Durant et après la Deuxième Guerre mondiale, les relations du travail changent de façon drastique, les situations respectives du Canada et des États-Unis se trouvant, à certains égards, inversées. L'organisation syndicale et la taille des effectifs connaissent au Canada un essor plus rapide qu'aux États-Unis et, depuis déjà plusieurs années, les travailleurs syndiqués y forment une proportion considérablement plus grande de la population active. Depuis les années 50, la fréquence des conflits industriels monte aussi beaucoup plus rapidement au Canada qu'aux États-Unis et elle se maintient à un niveau nettement supérieur pendant plus de 20 ans. Du milieu des années 60 au milieu des années 80, les vagues de conflits industriels grimpent en flèche, mais sont très désordonnées et irrégulières. Elles atteignent des sommets sans précédent pour ce qui est du nombre de grèves, de grévistes et de journées-personnes perdues en 1965, 1966, 1968, 1972, 1974, 1975, 1976 (le record de tous les temps), 1980 et 1981.
Au cours de cette période, le Canada partage avec l'Italie la caractéristique peu flatteuse de détenir le record mondial d'heures perdues par 1000 travailleurs, les États-Unis se trouvant au troisième rang, loin derrière.

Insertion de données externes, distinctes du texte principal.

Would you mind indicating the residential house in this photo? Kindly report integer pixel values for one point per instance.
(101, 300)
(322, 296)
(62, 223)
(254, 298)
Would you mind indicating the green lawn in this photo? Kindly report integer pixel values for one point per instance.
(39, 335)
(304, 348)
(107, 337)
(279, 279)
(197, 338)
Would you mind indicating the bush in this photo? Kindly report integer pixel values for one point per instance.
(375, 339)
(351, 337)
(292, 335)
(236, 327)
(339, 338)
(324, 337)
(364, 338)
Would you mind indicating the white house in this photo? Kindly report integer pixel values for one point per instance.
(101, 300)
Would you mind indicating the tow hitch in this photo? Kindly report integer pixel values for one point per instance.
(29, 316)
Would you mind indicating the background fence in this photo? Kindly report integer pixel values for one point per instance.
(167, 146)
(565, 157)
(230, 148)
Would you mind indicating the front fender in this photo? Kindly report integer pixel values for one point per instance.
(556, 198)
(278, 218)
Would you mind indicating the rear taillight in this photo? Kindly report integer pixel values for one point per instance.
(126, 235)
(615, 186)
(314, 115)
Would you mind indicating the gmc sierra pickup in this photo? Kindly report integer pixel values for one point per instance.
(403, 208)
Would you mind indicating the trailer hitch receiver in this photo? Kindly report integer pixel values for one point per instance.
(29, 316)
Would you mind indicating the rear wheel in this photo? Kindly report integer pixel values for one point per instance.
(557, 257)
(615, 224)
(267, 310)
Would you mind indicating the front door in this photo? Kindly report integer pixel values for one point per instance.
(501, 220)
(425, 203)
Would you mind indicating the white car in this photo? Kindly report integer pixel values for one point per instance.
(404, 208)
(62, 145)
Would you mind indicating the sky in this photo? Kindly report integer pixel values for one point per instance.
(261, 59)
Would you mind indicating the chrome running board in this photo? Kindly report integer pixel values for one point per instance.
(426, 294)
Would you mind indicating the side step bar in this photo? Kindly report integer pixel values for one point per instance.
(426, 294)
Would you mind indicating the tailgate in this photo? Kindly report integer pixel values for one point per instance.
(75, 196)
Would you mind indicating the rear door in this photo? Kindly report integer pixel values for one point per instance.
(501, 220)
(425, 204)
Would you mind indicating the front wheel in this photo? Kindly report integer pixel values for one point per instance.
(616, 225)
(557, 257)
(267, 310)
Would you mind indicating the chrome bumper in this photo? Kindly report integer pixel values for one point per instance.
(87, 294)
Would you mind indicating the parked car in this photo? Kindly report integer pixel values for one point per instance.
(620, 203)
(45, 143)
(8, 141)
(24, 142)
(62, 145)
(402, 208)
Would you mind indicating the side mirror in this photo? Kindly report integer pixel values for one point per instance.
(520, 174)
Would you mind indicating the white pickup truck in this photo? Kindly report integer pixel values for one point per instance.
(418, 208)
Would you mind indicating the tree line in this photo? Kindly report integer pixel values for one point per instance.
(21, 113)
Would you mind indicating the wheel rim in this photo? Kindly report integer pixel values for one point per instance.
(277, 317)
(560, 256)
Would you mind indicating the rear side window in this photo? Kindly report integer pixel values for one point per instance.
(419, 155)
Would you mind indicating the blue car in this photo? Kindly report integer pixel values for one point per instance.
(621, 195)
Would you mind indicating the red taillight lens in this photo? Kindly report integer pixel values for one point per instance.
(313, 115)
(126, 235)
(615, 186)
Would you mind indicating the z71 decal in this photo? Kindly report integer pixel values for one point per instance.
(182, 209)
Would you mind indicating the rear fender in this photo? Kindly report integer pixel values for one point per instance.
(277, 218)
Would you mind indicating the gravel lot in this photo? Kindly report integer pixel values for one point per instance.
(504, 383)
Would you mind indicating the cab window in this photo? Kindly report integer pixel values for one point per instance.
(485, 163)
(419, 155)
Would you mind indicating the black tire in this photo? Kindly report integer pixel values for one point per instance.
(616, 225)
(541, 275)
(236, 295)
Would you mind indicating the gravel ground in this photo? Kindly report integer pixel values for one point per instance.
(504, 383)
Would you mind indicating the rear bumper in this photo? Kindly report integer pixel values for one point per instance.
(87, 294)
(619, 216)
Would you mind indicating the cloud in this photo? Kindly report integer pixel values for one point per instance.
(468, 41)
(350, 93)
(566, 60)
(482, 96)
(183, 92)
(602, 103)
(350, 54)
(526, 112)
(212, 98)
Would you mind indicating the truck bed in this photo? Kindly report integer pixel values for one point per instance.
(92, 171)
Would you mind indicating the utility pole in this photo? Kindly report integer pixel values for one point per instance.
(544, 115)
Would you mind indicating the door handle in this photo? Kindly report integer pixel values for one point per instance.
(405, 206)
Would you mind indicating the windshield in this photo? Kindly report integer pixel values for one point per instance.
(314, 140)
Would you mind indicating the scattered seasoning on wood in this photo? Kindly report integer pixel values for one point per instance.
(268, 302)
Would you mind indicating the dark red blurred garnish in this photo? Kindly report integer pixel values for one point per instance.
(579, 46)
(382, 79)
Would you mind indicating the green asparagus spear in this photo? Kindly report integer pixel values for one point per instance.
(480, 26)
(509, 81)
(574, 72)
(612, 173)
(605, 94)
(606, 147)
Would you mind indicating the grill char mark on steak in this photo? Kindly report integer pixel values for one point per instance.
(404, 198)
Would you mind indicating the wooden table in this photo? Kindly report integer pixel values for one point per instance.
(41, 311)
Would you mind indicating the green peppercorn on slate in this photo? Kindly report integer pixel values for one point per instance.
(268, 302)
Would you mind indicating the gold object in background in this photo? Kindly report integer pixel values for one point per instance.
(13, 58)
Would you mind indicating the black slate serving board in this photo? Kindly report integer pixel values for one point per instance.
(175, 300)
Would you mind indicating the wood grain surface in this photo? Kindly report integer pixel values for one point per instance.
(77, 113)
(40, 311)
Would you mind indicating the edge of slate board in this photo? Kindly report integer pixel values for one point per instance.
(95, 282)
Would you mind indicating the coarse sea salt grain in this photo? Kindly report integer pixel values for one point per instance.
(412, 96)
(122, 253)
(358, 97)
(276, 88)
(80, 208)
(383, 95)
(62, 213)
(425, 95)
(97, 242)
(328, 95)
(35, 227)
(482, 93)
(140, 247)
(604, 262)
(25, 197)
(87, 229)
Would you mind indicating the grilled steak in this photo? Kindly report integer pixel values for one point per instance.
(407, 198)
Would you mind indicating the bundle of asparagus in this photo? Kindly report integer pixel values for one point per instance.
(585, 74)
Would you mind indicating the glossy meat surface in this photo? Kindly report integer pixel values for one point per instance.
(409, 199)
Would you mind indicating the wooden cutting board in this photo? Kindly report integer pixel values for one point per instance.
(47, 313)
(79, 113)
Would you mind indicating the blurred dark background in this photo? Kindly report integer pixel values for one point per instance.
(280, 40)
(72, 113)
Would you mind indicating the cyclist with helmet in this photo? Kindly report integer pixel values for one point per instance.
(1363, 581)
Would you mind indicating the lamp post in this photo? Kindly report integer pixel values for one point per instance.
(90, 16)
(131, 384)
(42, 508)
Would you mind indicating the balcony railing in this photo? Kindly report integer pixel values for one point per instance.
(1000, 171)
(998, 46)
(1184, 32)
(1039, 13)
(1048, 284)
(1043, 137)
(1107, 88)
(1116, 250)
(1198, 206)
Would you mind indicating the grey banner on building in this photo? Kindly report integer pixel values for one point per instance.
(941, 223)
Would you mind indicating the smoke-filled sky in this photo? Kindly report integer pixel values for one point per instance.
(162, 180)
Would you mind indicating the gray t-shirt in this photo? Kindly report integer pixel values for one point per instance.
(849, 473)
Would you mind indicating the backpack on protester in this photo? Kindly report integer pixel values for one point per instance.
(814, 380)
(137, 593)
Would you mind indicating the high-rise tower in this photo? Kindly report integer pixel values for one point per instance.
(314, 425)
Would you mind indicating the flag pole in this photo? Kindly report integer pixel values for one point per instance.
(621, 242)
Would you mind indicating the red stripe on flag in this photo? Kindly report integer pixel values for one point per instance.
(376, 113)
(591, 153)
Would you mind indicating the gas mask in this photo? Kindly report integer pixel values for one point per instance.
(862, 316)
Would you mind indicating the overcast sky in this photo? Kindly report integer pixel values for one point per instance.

Les actes illégaux et violents que provoquent ces conflits de travail prennent aussi de l'ampleur au Canada durant cette période, surtout en Ontario et au Québec. Ce scénario rappelle l'époque d'avant 1940. Par conséquent, en réponse à l'émergence de puissants syndicats dans le secteur public, les gouvernements canadiens restreignent sensiblement les activités des syndicats, interdisant par exemple la grève dans les services essentiels. En 1975, le gouvernement fédéral impose une politique de revenus obligatoires qu'administre la commission de luttle contre l'inflation. S'ensuit le programme des « six et cinq » au début des années 80, sans compter les diverses politiques relatives aux balises salariales imposées par les gouvernements provinciaux.
Les relations du travail sont aussi touchées par la structure de l'économie canadienne. Au cours des années 60 et 70, la population active du Canada connaît un essor plus rapide que dans tout autre pays industrialisé. Cette croissance va de pair avec, et dépend d'un taux d'investissement anormalement élevé, particulièrement de la part de sociétés américaines. L'expansion économique de l'après-guerre crée toutefois une économie largement tributaire de l'extraction et de l'exportation des matières premières, qui sont très sensibles aux cycles d'expansion et de ralentissement.
Dans l'ensemble, les gouvernements canadiens n'ont pas mis en place des mesures favorisant la stabilité à long terme ou la planification économique, en partie parce que la très grande décentralisation du système de gouvernement fédéral ne le leur permet pas, en partie à cause de la tradition. Par conséquent, l'instabilité, l'inflation et le chômage contribuent tous à instaurer une précarité semblable dans les relations du travail. La concentration des grèves dans les industries sensibles aux cycles économiques semble indiquer l'existence d'un rapport étroit entre l'instabilité économique et les conflits industriels.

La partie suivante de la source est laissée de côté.